Home Visits, “You are welcome”.

The last two days were spent making home visits to compounds where A Call to Mercy supports children in the household.  A child may be eligible for one or more of the supports which include food supplements, school fees, books, birth certificates and health care.  All of the HIV children receive health care through A Call to Mercy, automatically.  The visits were unannounced but we were always welcomed with open arms.

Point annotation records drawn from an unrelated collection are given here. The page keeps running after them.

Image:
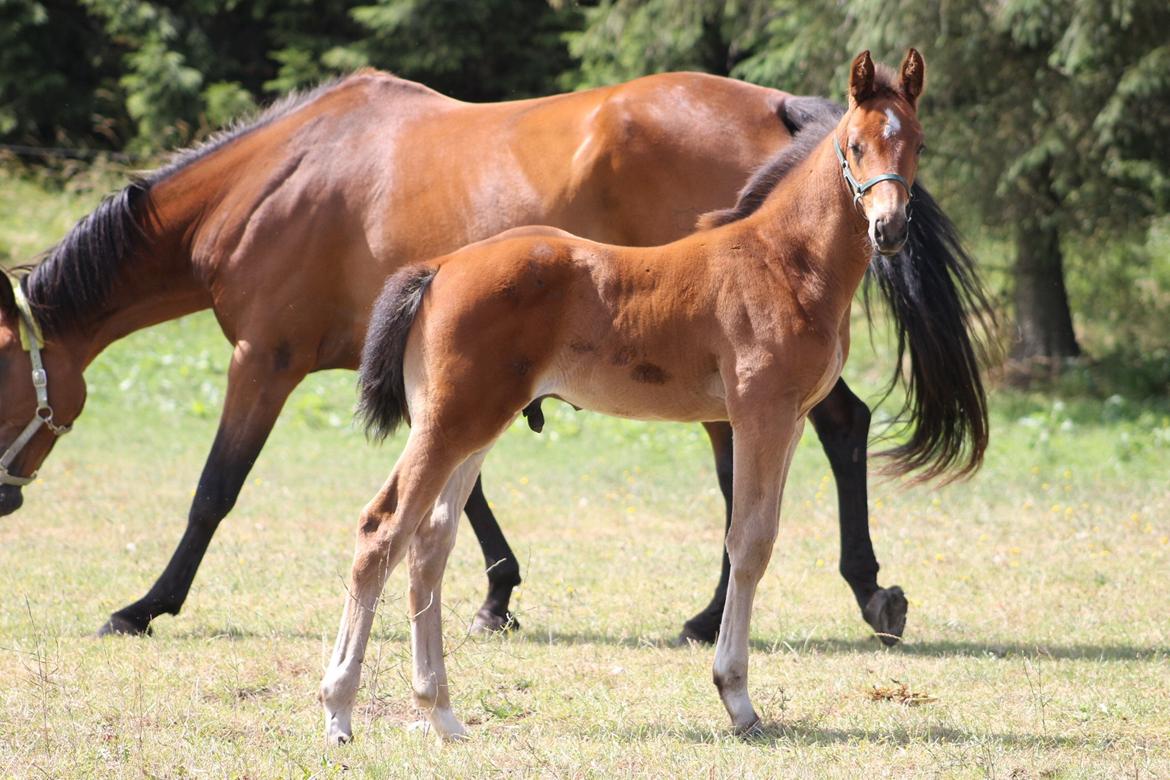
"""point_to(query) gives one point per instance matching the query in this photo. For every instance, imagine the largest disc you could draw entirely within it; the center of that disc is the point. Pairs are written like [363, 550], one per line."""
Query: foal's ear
[7, 297]
[861, 77]
[914, 76]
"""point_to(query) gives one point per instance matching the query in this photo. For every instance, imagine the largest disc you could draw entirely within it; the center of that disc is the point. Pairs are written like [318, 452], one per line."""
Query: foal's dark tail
[382, 387]
[944, 319]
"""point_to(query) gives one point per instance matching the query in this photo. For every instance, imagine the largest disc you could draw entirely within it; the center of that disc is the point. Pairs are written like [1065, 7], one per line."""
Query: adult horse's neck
[128, 266]
[816, 234]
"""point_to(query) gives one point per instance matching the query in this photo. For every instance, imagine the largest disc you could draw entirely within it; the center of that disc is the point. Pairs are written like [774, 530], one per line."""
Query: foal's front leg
[763, 451]
[432, 545]
[385, 530]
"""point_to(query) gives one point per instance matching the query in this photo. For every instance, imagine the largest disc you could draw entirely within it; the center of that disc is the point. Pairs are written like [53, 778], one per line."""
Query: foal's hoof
[886, 613]
[690, 635]
[117, 626]
[699, 630]
[751, 731]
[489, 622]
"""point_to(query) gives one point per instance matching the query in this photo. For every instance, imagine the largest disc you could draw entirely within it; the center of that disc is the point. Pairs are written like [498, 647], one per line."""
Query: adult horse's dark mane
[74, 278]
[943, 318]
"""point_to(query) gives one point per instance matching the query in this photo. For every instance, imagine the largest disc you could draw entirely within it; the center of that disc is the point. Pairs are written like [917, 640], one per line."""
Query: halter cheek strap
[859, 188]
[32, 339]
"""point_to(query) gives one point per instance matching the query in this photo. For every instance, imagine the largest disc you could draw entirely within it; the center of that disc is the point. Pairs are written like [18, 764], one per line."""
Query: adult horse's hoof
[886, 614]
[489, 622]
[118, 626]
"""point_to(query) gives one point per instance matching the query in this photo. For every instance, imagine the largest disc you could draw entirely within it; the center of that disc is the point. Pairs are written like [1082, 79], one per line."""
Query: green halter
[32, 339]
[859, 188]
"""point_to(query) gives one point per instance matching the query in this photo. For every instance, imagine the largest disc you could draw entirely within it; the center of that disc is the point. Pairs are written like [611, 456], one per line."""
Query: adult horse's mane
[73, 280]
[943, 318]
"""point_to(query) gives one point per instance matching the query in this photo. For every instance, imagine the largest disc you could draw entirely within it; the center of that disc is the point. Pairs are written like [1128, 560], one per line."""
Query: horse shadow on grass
[834, 646]
[775, 733]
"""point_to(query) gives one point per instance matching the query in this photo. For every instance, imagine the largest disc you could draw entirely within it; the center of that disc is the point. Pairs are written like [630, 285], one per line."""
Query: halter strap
[32, 339]
[859, 188]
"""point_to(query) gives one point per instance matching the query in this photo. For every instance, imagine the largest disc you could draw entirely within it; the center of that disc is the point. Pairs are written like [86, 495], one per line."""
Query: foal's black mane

Regina Nih and her 12 year old son Clovis live on a family compound far off the beaten track.  There is a sister in law and uncle who also live on the compound.  Regina is HIV positive and had a stroke 3 years ago.  She received no physical therapy after leaving the hospital and today cannot walk or use her left hand.  She lays in bed all day.  Clovis has not been in school for 3 years and takes care of his mother best he can.  His aunt helps with food and cooking but spends much of the day on their farm plot, leaving the boy to care for his mother.  When approached 2 years ago with school support, Clovis said he did not want to go.  Perhaps he didn’t want to leave his mother.  Yesterday, he expressed interest in returning to school.  This child has received health care from A Call to Mercy but is in need of much more.  We have asked Project Hope to send emergency food support to this family and to follow up on the needs of this very vulnerable child.  His isolation was palpable.  As we were leaving, the sister in law offered us a gift of 5 eggs.  This family that could not feed itself was proudly offering all they had to their visitors.  We were humbled beyond words.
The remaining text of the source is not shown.